Dazu kommt das neue Trade in Services Agreement (TiSA), das Greenpeace zugespielt wurde. Die Regelung soll den internationalen Handel mit Dienstleistungen vereinfachen, alle 28 EU-Staaten sitzen mit am Verhandlungstisch. Die veröffentlichen Dokumente zeigen aber, wie das Abkommen den Datenschutz in Europa zugunsten guter Handelsbeziehungen aushebelt. Es erlaubt Staaten zwar eigene Bestimmungen zum Datenschutz, diese dürfen aber keine „nicht zu rechtfertigende Diskriminierung“ gegenüber anderen Staaten darstellen. So dürften Daten, die eigentlich in der EU gespeichert werden müssen, in Zukunft wieder auf ungeschützten Servern weltweit liegen. Weiterhin befürchten Kritiker das Ende der Netzneutralität durch das Abkommen.
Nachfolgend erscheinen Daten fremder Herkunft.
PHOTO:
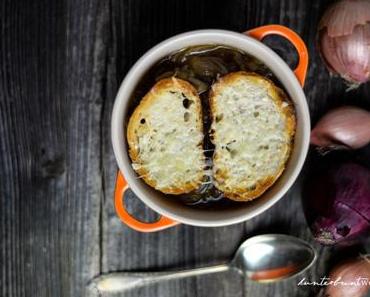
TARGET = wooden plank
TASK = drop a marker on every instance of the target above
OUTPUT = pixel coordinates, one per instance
(52, 74)
(60, 67)
(145, 23)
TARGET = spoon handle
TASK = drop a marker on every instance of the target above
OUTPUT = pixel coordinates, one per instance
(122, 281)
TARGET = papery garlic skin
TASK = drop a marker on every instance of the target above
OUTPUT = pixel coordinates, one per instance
(344, 39)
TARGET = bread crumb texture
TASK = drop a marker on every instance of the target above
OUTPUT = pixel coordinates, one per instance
(165, 137)
(253, 129)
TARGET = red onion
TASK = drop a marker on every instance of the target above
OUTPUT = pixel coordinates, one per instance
(346, 127)
(344, 40)
(350, 279)
(337, 203)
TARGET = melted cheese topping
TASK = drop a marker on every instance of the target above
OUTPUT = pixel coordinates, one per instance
(169, 139)
(250, 135)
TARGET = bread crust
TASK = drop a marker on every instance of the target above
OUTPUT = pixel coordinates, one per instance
(168, 84)
(280, 99)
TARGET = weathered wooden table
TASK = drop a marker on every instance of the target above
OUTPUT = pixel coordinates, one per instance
(61, 63)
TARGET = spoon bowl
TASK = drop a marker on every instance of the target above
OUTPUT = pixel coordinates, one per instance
(271, 257)
(262, 258)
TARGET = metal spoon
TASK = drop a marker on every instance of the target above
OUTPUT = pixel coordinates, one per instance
(263, 258)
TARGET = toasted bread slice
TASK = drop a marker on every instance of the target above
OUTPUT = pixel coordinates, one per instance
(165, 137)
(253, 126)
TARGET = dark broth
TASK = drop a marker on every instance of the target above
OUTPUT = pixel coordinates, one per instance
(201, 66)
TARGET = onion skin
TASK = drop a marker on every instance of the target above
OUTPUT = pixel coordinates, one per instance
(344, 127)
(344, 40)
(337, 204)
(348, 272)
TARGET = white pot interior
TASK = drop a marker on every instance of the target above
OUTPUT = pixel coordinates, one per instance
(175, 209)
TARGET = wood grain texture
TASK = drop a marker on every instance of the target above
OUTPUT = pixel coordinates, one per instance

Die britischen Verhältnisse sind also nicht so weit weg. Das Vereinigte Königreich ist nicht das einzige Land, dass seine Rechte angesichts der Unsicherheit, die Terrorismus verursacht, im übertragenen Sinne die Toilette runterspült.

Eine erste Version dieses Artikels erschien am 8. Juni 2016, sie wurde aktualisiert und um zusätzliche Informationen ergänzt.